After some false starts, since early November we have been seeing a convincing rotation out of growth stocks into value stocks, or from defensive stocks to cyclicals. Catalysts included Joe Biden's victory, thus paving the way for a more reflationary policy and a rise in interest rates, and the good news about vaccines that suggest a reopening or continuation of the recovery in more traditional segments of the economy. However, the rotation did not imply a sharp correction in growth stocks (the Nasdaq is still hovering at around an all-time high), but instead consisted of a vigorous catch-up movement for lagging cyclical value stocks, as well as for small caps relative to large caps, as well as lagging regions. While US and Chinese stock markets have been in positive territory for some time, we are seeing essentially European stock markets gaining ground since early November, thereby reducing their year-to-date losses. In three weeks, the S&P500 and Nasdaq have risen by 8% and the Stoxx Europe 600 by 14%, while indices comprised of more traditional value stocks such as the Eurostoxx50 have even gained 17%. European stock markets thus broke through the ceiling of their rather flat trading range since the beginning of the summer. 

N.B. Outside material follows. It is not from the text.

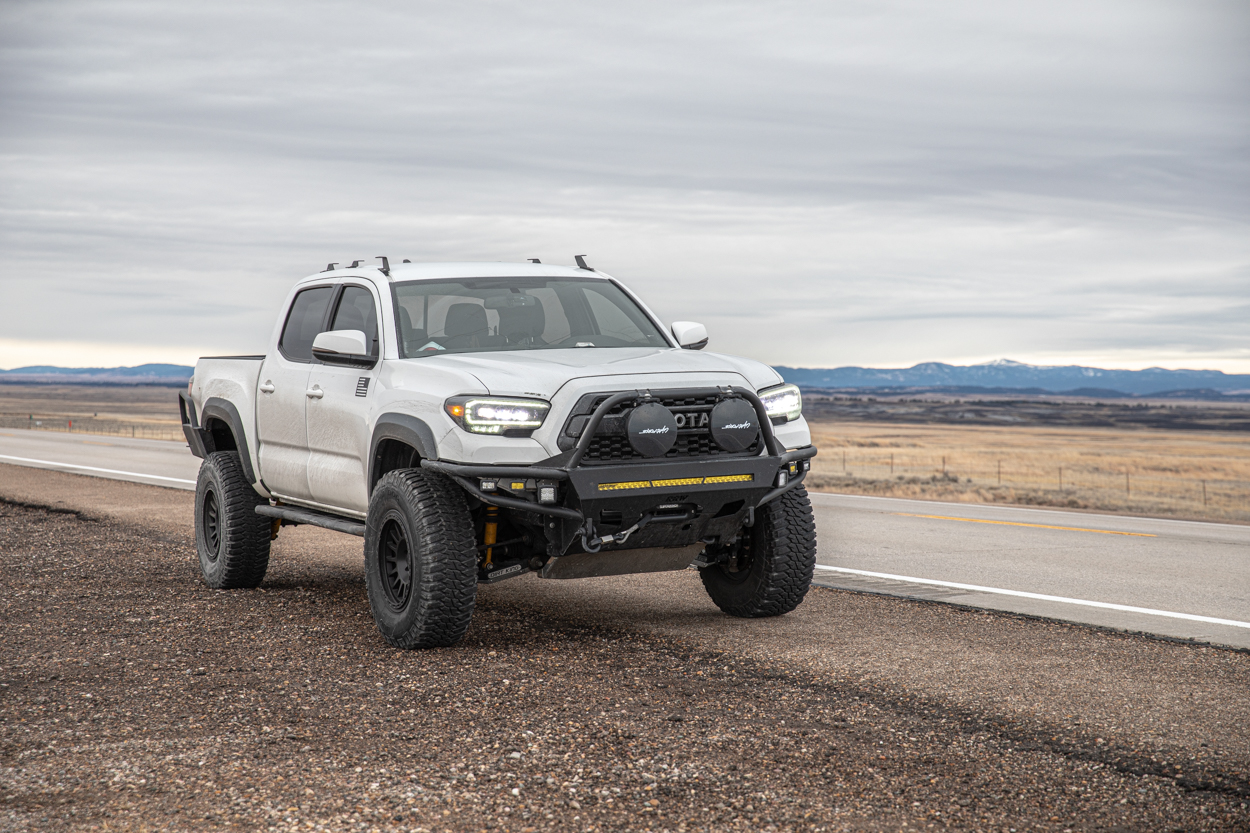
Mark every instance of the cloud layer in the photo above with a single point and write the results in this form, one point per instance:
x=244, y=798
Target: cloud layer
x=823, y=184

Potential corrections will offer a buying opportunity

However, further volatility in the short term cannot be ruled out, in view of the weakening economic indicators and the fact that the new US stimulus programme is waiting longer than expected (and may only occur after the inauguration of the new president on 20 January 2021), as well as the growing risk of a ‘hard’ Brexit if no trade agreement is reached. However, given that 2021 should see a more pronounced economic recovery through vaccines and new fiscal incentives, we would be in favour of taking advantage of any further corrections by looking for buying opportunities. There may also be a pause in the rotation into cyclical value stocks, but we think the movement we have seen recently is only a foretaste of an even broader catch-up movement that awaits us next year.